How do I extract the value from the ValueProvider type?


Solution

  • The value of a ValueProvider is not available during pipeline construction. As such, you need to organize your pipeline so that it always has the same structure, and serializes the ValueProvider. At runtime, the individual transforms within your pipeline can inspect the value to determine how to operate.

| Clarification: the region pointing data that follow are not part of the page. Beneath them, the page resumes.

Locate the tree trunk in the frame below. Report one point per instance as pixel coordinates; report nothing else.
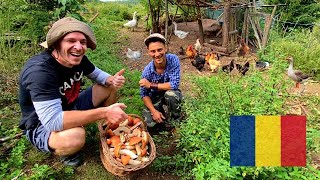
(225, 27)
(200, 25)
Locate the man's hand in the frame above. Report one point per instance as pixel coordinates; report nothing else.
(144, 83)
(118, 79)
(115, 114)
(157, 116)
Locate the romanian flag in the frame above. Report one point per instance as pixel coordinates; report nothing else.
(267, 141)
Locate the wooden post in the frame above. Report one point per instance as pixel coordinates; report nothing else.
(245, 29)
(255, 32)
(225, 26)
(267, 28)
(200, 24)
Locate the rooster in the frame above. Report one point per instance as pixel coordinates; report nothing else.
(181, 51)
(214, 63)
(198, 62)
(197, 45)
(243, 49)
(228, 68)
(207, 57)
(190, 52)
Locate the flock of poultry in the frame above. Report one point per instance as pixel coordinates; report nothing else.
(212, 59)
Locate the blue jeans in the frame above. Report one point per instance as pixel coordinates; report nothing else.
(39, 136)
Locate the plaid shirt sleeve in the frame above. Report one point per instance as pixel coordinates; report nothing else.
(147, 75)
(174, 71)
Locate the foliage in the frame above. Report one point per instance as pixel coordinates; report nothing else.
(303, 45)
(297, 11)
(204, 147)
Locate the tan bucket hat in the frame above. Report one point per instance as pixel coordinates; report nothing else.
(66, 25)
(154, 36)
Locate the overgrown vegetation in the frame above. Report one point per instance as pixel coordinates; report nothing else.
(302, 13)
(202, 139)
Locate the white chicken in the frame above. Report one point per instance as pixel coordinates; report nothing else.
(134, 55)
(179, 33)
(132, 23)
(197, 45)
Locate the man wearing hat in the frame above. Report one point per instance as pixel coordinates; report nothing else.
(159, 85)
(54, 110)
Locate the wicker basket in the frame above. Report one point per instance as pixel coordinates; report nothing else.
(111, 164)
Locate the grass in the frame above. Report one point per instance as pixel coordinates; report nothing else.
(202, 140)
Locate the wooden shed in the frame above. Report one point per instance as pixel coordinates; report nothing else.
(233, 13)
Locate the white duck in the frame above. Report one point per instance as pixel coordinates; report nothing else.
(179, 33)
(197, 45)
(132, 23)
(134, 55)
(296, 75)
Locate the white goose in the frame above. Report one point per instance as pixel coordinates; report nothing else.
(296, 75)
(132, 23)
(179, 33)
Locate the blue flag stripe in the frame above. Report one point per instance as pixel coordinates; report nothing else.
(242, 141)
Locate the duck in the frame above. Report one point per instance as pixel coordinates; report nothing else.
(262, 65)
(197, 45)
(181, 51)
(296, 75)
(214, 62)
(134, 55)
(132, 23)
(198, 62)
(228, 68)
(243, 69)
(179, 33)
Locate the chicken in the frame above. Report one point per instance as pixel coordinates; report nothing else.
(134, 55)
(296, 75)
(133, 23)
(243, 69)
(198, 62)
(181, 51)
(207, 57)
(214, 63)
(179, 33)
(261, 65)
(243, 49)
(228, 68)
(190, 52)
(197, 45)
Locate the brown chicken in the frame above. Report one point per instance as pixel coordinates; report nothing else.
(190, 52)
(214, 62)
(243, 49)
(207, 57)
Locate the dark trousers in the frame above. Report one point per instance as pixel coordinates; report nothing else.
(169, 104)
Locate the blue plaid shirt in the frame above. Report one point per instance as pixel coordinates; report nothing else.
(171, 74)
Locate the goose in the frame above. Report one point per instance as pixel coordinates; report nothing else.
(197, 45)
(179, 33)
(134, 55)
(132, 23)
(296, 75)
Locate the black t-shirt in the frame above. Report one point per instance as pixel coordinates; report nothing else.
(43, 78)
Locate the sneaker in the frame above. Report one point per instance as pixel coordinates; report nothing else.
(72, 160)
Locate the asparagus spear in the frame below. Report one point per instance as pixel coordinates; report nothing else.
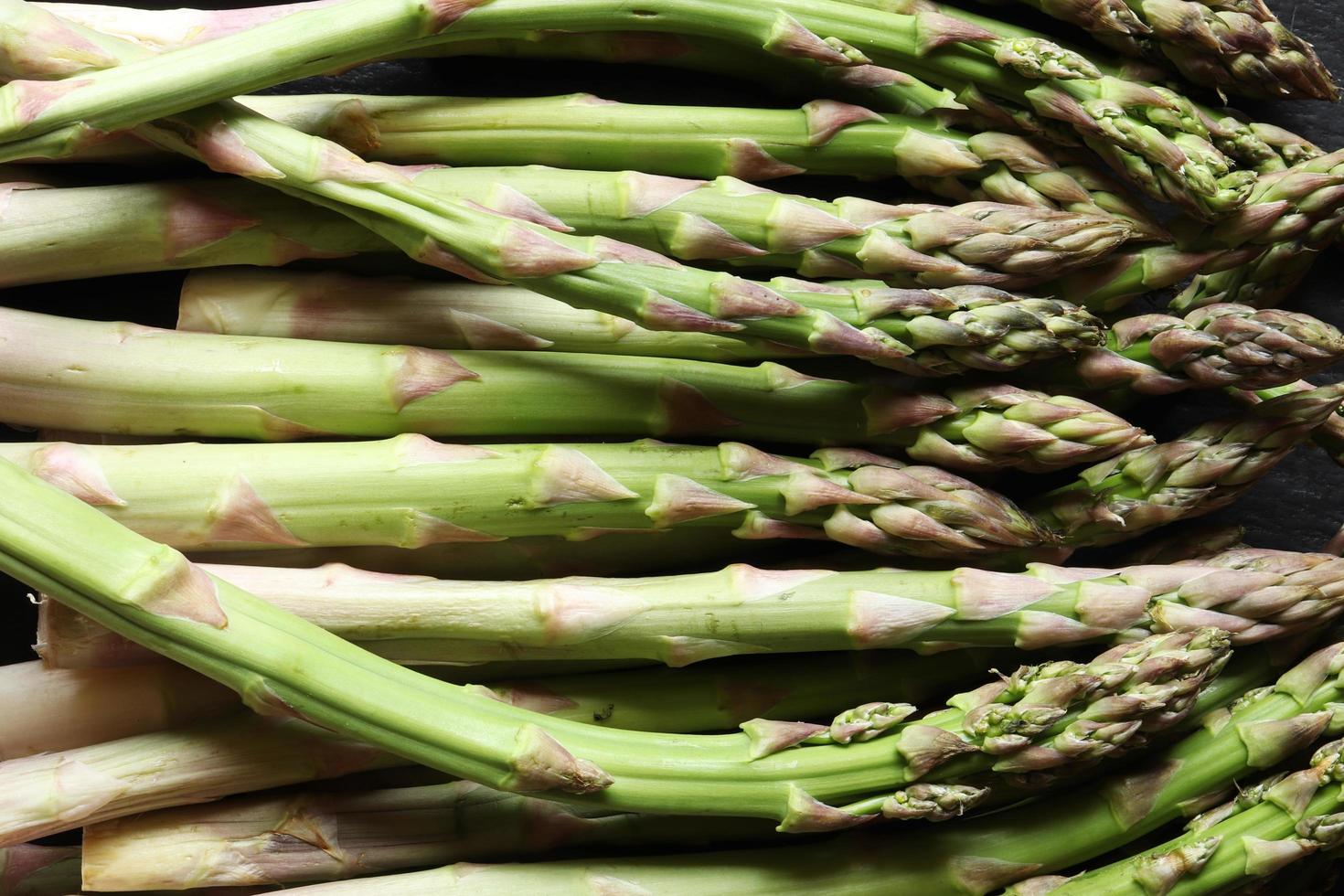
(726, 219)
(139, 380)
(1328, 435)
(976, 856)
(28, 869)
(1115, 116)
(48, 793)
(453, 234)
(1227, 45)
(409, 491)
(1254, 595)
(1151, 354)
(1212, 347)
(1287, 818)
(581, 131)
(286, 666)
(1254, 257)
(1198, 473)
(343, 308)
(51, 709)
(263, 840)
(385, 829)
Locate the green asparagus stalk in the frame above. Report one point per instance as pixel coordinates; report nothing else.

    Based on your example, you may need to do something like the following. It creates a single element, and then uses a DoFn that is evaluated at runtime to expand the headers:

    public static class HeaderDoFn extends DoFn<String, String> {
      private final ValueProvider<String> header;
      public HeaderDoFn(ValueProvider<String> header) {
        this.header = header;
      }
    
      @ProcessElement
      public void processElement(ProcessContext c) {
        // Ignore input element -- there should be exactly one
        for (String column : this.header().get().split(",")) {
          c.output(column);
        }
      }
    }
    
    public static void main(String[] args) throws IOException {
      PCollection<String> input = p
        .apply(Create.of("one")) // create a single element
        .apply(ParDo.of(new DoFn<String, String>() {
          @ProcessElement
          public void processElement(ProcessContext c) {
          }
        });
    
      // Note that the order of this list is not guaranteed. 
      final PCollectionView<List<String>> finalColumnView = 
        input.apply(View.asList());        
    }
    

    Another option would be to use a NestedValueProvider to create a ValueProvider<List<String>> from the option, and pass that ValueProvider<List<String>> to the necessary DoFns rather than using a side input.